I pictured all the yumminess that I could stuff in my face to avoid how I was feeling and dull the pain. I could feel myself start to salivate. The crunch of the wontons mixed with that tangy sweetness of sweet & sour sauce. The hot, salty warmth of a perfectly fried potato…

Then, from somewhere inside of me, this other voice spoke-up and said ‘We need to stop doing that. We need to stop ‘eating our feelings’.”

And then the most incredible thing happened. I listened.

This is the first time I can recall, since I’ve been aware of those thoughts and my food addiction (using food to dull negative thoughts/feelings) that I had been able to say ‘no’ to the pull to make myself feel better with food.

This is monumental. It is HUGE.

It is what I’ve been working-towards, and writing about over and over again, but it’s the first time I have had such a clear, obvious, perfect, undeniable victory.

In the past, I would justify ordering- ‘I’ll just have the fries and a few wontons…’ ‘I deserve this, I’m working through a lot, it’s the least I can do for myself..’ ‘People eat this stuff all the time, why can’t I?’

Why can’t I?

Because, unlike most people, I’m not just eating it because it tastes good, I am eating it to dull something that is going on in my life. I’m eating it to escape. Food is to me as alcohol is to an alcoholic, or drugs are to an addict. I use food to escape. I use food to feel better. I use food to dull the pain/thoughts/fear, etc.

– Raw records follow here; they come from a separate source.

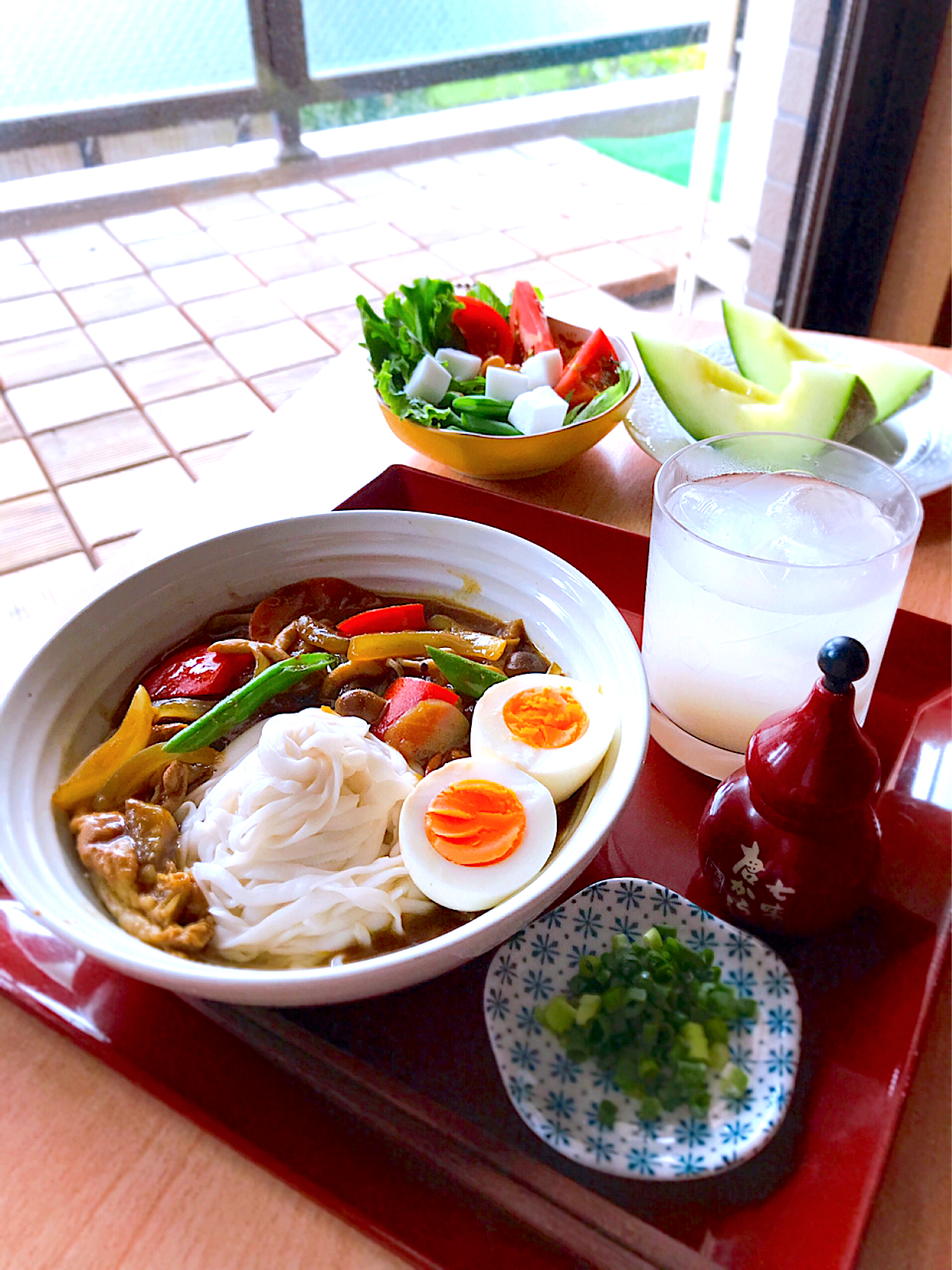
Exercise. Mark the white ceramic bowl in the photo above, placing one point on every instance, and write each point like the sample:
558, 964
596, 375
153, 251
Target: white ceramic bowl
61, 704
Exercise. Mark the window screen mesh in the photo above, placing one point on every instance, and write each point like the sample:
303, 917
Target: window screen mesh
68, 55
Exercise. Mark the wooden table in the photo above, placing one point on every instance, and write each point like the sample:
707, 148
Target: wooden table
84, 1154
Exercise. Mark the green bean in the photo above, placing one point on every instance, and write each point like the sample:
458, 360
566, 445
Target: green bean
243, 703
484, 407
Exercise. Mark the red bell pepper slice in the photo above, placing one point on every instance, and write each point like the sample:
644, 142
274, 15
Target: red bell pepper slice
486, 332
197, 672
319, 597
405, 694
396, 617
528, 323
593, 370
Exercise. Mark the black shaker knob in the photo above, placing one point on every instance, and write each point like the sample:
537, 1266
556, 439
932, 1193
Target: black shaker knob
842, 661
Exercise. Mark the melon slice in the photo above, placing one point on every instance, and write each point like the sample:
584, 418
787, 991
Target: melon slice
708, 400
766, 352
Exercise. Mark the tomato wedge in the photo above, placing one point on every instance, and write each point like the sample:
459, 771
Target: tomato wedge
405, 694
486, 332
527, 321
593, 370
197, 672
396, 617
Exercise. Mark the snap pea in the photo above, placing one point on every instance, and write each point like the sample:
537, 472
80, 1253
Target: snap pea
470, 678
243, 703
486, 427
482, 407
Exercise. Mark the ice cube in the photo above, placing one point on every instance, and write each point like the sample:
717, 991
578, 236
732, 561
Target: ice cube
775, 516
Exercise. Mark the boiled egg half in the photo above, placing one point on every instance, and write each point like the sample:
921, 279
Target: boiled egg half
554, 728
476, 831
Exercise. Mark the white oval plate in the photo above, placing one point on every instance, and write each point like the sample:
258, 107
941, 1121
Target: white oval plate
559, 1099
917, 439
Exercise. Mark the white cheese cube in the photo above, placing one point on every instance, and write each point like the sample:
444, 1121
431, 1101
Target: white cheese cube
543, 369
505, 385
429, 380
461, 366
539, 410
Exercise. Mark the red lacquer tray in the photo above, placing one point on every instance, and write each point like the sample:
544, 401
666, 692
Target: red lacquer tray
391, 1112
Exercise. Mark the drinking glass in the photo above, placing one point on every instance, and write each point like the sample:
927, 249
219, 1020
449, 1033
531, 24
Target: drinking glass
763, 547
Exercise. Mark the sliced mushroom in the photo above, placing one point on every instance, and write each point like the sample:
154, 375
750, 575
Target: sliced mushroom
361, 704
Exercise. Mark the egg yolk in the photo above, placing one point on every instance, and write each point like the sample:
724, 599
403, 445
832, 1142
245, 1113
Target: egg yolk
545, 718
475, 823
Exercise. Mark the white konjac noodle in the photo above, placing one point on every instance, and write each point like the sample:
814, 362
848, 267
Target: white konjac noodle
295, 840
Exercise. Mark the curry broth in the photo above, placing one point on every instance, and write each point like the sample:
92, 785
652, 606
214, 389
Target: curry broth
234, 624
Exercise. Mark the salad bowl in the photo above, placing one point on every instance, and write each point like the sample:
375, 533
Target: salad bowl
513, 458
460, 416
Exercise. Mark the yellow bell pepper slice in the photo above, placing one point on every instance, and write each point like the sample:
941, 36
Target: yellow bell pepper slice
145, 768
95, 768
372, 648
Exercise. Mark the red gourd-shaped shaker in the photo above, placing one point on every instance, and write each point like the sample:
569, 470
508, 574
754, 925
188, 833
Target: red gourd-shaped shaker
790, 841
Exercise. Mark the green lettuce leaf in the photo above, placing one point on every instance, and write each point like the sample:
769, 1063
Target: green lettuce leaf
427, 308
410, 408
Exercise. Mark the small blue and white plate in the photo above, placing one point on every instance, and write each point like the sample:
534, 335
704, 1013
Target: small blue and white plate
559, 1097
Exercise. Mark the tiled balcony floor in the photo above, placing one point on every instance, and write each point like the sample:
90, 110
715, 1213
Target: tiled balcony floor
137, 351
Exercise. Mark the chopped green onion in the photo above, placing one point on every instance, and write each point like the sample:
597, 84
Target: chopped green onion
655, 1015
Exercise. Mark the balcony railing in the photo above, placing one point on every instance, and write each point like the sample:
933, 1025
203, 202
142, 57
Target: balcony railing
72, 72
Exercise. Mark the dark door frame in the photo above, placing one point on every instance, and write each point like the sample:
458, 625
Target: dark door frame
875, 72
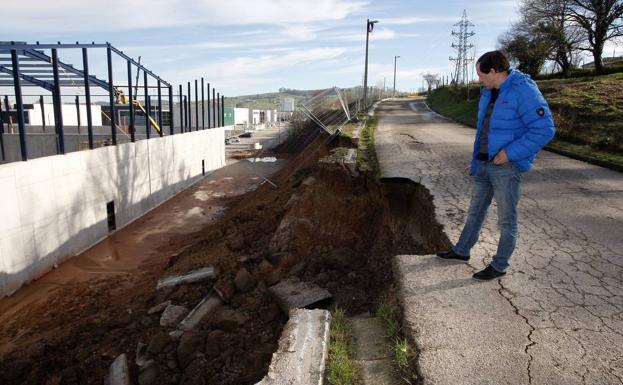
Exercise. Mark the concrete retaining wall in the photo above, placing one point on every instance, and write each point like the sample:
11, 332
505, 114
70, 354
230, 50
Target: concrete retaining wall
54, 207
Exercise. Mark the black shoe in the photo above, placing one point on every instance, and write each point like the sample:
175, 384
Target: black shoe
488, 273
452, 255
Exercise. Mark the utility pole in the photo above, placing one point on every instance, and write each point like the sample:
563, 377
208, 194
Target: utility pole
369, 28
394, 93
460, 72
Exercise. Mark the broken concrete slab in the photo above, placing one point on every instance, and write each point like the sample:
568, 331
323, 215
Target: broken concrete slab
293, 294
118, 373
159, 308
303, 349
192, 276
172, 315
203, 308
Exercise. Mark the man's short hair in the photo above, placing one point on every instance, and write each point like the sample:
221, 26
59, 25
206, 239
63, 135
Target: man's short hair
493, 60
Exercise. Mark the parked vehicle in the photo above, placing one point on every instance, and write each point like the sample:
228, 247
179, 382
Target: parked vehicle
232, 139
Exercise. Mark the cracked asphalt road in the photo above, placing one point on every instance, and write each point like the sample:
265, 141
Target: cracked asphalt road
557, 317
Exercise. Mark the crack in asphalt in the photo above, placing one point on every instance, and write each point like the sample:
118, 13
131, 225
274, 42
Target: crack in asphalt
531, 343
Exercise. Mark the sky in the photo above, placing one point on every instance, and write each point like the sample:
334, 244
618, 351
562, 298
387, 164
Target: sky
249, 47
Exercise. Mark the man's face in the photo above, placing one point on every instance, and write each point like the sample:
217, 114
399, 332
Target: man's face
487, 80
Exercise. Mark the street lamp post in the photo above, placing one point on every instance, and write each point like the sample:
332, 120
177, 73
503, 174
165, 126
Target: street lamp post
369, 28
394, 93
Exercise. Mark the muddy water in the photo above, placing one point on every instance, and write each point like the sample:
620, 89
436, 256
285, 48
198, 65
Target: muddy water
145, 244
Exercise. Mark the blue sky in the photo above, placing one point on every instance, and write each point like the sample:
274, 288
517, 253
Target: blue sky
246, 47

And so, on this day I made a conscious decision NOT to use food that way. I went home and ate a normal dinner with my family. Since then, I have had other victories, making the choice to not eat something because I was aware I only wanted to eat it so I would feel better.

I ask myself ‘Why do I want that?’ and if the answer sounds like ‘to feel better’ than it’s a red-light (a no-go). However, if the answer is: ‘because I really would like a piece of chocolate right now’, than it’s a green-light because there is no emotion involved.

Having a food addiction is different to other addictions. We don’t HAVE to drink alcohol to survive. We don’t HAVE to consume narcotics, etc. to survive. But, we do HAVE to eat to survive. We need food. Therefore, as an addiction, it’s not something that one can avoid. I have to eat.

That’s why I’ve been working-on teaching myself to be more mindful of ‘why’ I want to eat. Do I want to eat that because I’m hungry, or because it will taste good? Or, do I want to eat that to make myself feel better, dull the senses, escape, etc?
I’m feeling pretty stoked about that massive victory and excited at the idea that I might, actually, be able to start getting some power over all of this. Feeling that I have the strength within me to conquer these things is really inspiring and I hope to just keep pushing-forward and becoming more reliant on myself and less reliant on food when things are tough.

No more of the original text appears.